Exhibit Hall | Forum 2
Purpose: Investigate the viability of transferred incremental learning AI auto-segmentation models on institutionally specific data for post-prostatectomy patients, accounting for variations in anatomy differences and clinical tumor volume (CTV) definitions following institutional standards.
Methods: A total of 109 prostate-bed patients were utilized towards the vendor trained (VT) models for re-training and testing. Organs at risk (OAR) and prostate bed CTV AI-models (using 30 and 60 cases for training) were built and tested (49 remaining cases). Six GU radiation oncologists participated in blinded qualitative evaluation (AI-generated vs. manual contours) of the testing datasets, evaluating clinical preference and utility scores (4-precise, 3-acceptable, 2-minor edit, and 1-manual re-draw). 30 cases with physician consensus (PC) scoring (4 or more physicians scoring precise) were used to retrain a PC-trained model and added to the 60-case set for retraining. Quantitative evaluation was performed for all models and tested for statistical significance.
Results: The 30-case OAR model had median DICE values between 0.91-0.97, improving significantly over the VT-model for all OARs (p < 0.001), except for the penile bulb (DICE, 0.50). The 60-case CTV model has a median DICE of 0.7 improving over the 30-case model. No significant difference was observed in comparing the 90-case vs. 60-case model, or PC-trained model vs. 30-case model. For the blinded clinical utility scores, the AI and manual OAR delineations were chosen as acceptable or precise 87% and 94% of the time, respectively. While the AI prostate bed CTV delineation was scored precise or acceptable 51% of the time, as compared to the manual delineation value of 72%.

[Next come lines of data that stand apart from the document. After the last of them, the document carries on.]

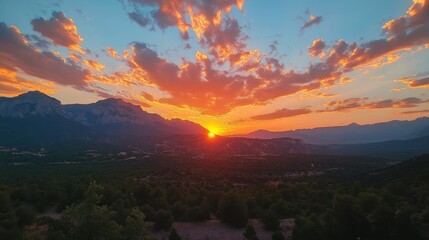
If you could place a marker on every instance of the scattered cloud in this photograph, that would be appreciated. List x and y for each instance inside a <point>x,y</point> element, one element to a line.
<point>317,48</point>
<point>16,53</point>
<point>61,30</point>
<point>363,103</point>
<point>11,84</point>
<point>282,113</point>
<point>415,112</point>
<point>313,20</point>
<point>415,83</point>
<point>94,65</point>
<point>112,52</point>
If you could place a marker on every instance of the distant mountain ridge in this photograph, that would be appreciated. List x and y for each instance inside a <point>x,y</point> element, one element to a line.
<point>352,133</point>
<point>34,117</point>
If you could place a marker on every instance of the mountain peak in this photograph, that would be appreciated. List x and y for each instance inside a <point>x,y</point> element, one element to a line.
<point>33,103</point>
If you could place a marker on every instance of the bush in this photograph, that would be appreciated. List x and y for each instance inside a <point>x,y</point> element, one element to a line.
<point>233,210</point>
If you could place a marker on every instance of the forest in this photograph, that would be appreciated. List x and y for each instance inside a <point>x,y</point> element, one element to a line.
<point>328,197</point>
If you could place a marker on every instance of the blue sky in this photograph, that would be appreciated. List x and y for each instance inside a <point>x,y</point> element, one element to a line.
<point>238,97</point>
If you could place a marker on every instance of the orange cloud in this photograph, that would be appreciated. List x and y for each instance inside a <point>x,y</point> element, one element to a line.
<point>415,112</point>
<point>317,48</point>
<point>313,20</point>
<point>11,84</point>
<point>17,53</point>
<point>415,83</point>
<point>282,113</point>
<point>410,30</point>
<point>112,52</point>
<point>94,65</point>
<point>362,103</point>
<point>61,30</point>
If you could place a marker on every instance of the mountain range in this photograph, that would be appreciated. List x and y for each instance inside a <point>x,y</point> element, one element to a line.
<point>36,117</point>
<point>34,120</point>
<point>352,133</point>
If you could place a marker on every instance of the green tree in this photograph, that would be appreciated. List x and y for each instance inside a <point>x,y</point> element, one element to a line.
<point>88,220</point>
<point>174,235</point>
<point>134,227</point>
<point>270,220</point>
<point>233,210</point>
<point>164,220</point>
<point>250,233</point>
<point>278,236</point>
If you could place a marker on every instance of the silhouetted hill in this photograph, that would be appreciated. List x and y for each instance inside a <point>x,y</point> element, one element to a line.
<point>353,133</point>
<point>35,119</point>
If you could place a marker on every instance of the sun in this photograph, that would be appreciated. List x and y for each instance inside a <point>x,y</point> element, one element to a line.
<point>211,135</point>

Conclusion: Site-specific incremental training of the institutional data can lead to significant improvement in the clinical utility and accuracy of AI-models. Small number of datasets are sufficient for incremental retraining to build institutionally specific models, making it accessible to clinics of all sizes.
Funding Support, Disclosures, and Conflict of Interest: X. Feng and Q. Chen are co-founders of CarinaMedical LLC. University of Kentucky receives an NIHSBIR subcontract from Carina Medical LLC. X. Feng, Q. Chen, and Y. Rong are partially supported by these grants. No conflict of interest for the other authors.